Contemporáneos
El otro día, charlando con el colega Juanje Aznárez, concluimos que nuestra vida no había sido aburrida. Al menos hasta el momento. Ambos hemos trotado bastante por el mundo y podríamos recitar, con toda la modestia necesaria, nuestro particular monólogo del androide: "He visto cosas que vosotros no creeríais...". Juanje y yo, me temo, empezamos a adquirir la condición de "abuelo batallitas".
El coleccionismo de recuerdos constituye, como la sensación de "vivir la Historia", un efecto secundario de la práctica del periodismo. No es grave, salvo en casos extremos. Viene a ser lo opuesto del "síndrome Fabrizio del Dongo": el protagonista de La Cartuja de Parma, la gran novela de Stendhal, está en los campos de Waterloo el día de la batalla, y se pregunta si el barullo que contempla alrededor es una simple escaramuza o algo de mayor interés.
Ahora mismo debe estar cociéndose algo de gran trascendencia en la ciencia, el arte o la política. Y no lo sabemos
Ese síndrome tan poco periodístico me asalta con una frecuencia creciente: temo dar importancia a asuntos espectaculares, pero anecdóticos, y perderme lo fundamental. Me refiero a lo que hacen mis contemporáneos. ¿Cuántas cosas estoy perdiéndome?
Me explico. De haber podido elegir, habría situado mi periodo de existencia en el siglo XIX. Visto desde la actualidad, el XIX fue el último siglo optimista, un siglo abundante en ideas y proyectos. Bien. De haber vivido entonces, ¿pensaría lo mismo?
Tal vez mi yo decimonónico habría considerado que Andrew Jackson, mi favorito entre los presidentes de Estados Unidos, no era más que un salvaje mataindios y un irresponsable en el terreno económico: no debía ser fácil, entonces, percibir con claridad que Jackson estaba garantizando para su país un futuro democrático. Tal vez me habría apuntado a la cursilería neoclásica y habría rechazado, como puras gamberradas perpetradas por engañabobos, el impresionismo y el expresionismo. Tal vez me habrían parecido de mal gusto los procesos de independencia en las colonias americanas. Tal vez me habría parecido que inventos como el teléfono o el cinematógrafo no eran mucho más que entretenimientos bobos. Tal vez me habría reído, como la mayoría de mis contemporáneos decimonónicos, de la teoría de la evolución propuesta por Charles Darwin.
Me espanta el error de perspectiva, inevitable en mi oficio.
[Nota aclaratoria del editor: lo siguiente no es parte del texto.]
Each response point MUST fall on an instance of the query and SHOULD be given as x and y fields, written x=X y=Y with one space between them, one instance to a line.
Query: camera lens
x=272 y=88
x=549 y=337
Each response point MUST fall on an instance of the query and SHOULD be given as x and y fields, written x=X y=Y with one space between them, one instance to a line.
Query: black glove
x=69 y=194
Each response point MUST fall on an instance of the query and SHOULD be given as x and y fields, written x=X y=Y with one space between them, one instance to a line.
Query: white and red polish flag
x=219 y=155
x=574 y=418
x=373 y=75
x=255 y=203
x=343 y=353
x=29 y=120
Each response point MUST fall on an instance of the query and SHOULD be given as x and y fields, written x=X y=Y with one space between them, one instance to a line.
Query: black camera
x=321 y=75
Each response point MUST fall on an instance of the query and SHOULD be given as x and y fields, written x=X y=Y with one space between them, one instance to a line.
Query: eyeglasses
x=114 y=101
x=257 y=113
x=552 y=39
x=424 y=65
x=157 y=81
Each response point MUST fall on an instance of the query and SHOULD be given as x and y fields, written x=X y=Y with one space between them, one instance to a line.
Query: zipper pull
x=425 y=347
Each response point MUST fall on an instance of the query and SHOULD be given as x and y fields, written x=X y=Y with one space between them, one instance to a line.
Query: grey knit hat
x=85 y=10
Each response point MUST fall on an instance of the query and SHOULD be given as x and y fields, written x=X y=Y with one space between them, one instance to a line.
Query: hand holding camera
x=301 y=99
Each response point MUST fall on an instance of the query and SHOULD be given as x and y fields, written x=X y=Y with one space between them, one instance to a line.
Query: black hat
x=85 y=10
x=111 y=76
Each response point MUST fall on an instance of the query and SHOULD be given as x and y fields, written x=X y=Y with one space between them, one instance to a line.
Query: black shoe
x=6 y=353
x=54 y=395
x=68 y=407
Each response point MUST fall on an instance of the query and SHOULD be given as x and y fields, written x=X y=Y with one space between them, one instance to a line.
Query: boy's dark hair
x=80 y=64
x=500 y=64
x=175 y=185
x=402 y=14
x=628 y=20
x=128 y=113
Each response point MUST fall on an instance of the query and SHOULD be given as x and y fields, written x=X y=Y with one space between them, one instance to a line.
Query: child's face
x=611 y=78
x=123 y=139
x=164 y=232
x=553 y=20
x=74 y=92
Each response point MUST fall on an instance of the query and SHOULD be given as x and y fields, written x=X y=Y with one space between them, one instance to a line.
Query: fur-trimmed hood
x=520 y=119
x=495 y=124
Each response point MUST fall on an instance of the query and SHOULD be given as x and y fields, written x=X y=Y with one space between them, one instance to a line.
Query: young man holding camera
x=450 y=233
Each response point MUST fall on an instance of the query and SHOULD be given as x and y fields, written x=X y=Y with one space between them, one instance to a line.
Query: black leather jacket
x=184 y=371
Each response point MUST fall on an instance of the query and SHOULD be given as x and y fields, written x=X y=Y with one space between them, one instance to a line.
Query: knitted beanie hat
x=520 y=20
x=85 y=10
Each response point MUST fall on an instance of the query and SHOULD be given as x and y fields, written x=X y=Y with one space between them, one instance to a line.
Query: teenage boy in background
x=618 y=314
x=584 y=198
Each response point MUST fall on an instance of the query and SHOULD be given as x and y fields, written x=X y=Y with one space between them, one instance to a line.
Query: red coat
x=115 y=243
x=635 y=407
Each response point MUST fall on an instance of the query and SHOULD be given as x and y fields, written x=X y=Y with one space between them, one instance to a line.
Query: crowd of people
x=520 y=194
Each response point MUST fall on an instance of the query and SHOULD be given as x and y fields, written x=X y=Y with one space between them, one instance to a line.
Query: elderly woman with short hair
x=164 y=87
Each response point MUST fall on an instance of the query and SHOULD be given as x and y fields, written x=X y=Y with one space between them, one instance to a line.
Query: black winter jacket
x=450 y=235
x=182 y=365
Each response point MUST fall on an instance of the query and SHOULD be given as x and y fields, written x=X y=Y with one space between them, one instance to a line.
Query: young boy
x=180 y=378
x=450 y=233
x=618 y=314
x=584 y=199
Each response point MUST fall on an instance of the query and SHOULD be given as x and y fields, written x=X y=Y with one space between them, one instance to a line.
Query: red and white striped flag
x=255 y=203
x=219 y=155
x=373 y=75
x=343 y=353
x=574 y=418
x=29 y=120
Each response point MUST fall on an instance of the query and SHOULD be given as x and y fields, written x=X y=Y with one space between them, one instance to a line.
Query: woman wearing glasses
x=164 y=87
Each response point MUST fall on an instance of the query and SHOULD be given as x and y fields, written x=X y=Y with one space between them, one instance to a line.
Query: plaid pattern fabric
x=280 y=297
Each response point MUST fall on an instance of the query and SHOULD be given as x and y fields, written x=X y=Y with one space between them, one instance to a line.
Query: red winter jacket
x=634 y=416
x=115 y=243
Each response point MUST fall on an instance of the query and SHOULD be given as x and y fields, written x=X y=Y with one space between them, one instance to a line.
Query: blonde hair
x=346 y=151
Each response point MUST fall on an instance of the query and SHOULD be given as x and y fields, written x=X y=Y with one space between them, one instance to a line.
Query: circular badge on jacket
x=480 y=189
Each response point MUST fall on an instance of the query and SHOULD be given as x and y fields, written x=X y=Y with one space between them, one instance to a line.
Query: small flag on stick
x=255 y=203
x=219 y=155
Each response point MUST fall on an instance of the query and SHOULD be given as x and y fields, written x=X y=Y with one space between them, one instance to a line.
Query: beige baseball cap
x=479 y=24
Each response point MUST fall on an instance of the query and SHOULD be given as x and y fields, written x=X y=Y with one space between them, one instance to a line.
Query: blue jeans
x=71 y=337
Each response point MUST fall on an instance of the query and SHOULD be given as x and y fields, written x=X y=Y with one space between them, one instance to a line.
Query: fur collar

Miren la portada de cualquier diario: muy probablemente ninguna de las noticias de hoy tendrá el menor interés para el observador del siglo XXII. Y, sin embargo, ahora mismo debe estar cociéndose algo de inmensa trascendencia, algo relacionado con la ciencia, el arte o la política, y no tenemos ni idea sobre ello. No hace falta recurrir a Van Gogh, que no vendió un cuadro en su vida. Incluso novedades conocidas y celebradas en momento contaban con una gigantesca dimensión invisible. Tomemos el ejemplo de Marie Curie: se supo de su trabajo y recibió dos premios Nobel, pero a nadie se le ocurrió relacionar el radium y la radiología con el futuro terror nuclear.
A veces, muy pocas, tengo la impresión de descubrir algo que durará. Se trata de un placer modesto pero intensísimo, como el que emana, dicen (mi olfato es casi inexistente), del pan recién horneado. No me refiero a grandes invenciones, porque, dados mis conocimientos sobre tecnología, sería inútil ponerme ante los ojos los planos de la máquina del tiempo. No, mis descubrimientos son de escala reducida. Un poema, un artículo, una fotografía, un proyecto: pequeñas grandezas de mis contemporáneos.
Esta misma semana he disfrutado de esa impresión, de ese olor a pan caliente. Ya conocía bastantes de las crónicas de Jacinto Antón, un tipo que, además de ser mi contemporáneo y casi mi coetáneo, trabaja en mi oficina y vive por mi barrio. Esas crónicas han ido publicándose en la edición catalana de EL PAÍS, para solaz de un puñado de adictos. Ahora han sido reunidas en un libro titulado Pilotos, caimanes y otras aventuras extraordinarias. Leí el libro y lo leí por segunda vez, para asegurarme que se repetía el fenómeno. Se repitió. Llegué a la página 143, en la que concluye la crónica El beso del vampiro, y percibí de nuevo, exactamente en el mismo sitio, el aroma inconfundible.
Ustedes pueden leer ese libro, o no. Yo estoy seguro de que habrá quien lo lea dentro de cien años. Ese alguien constatará que a principios del XXI, cuando todo aquello de la crisis de la prensa, alguien hacía en un periódico unos artículos inmortales.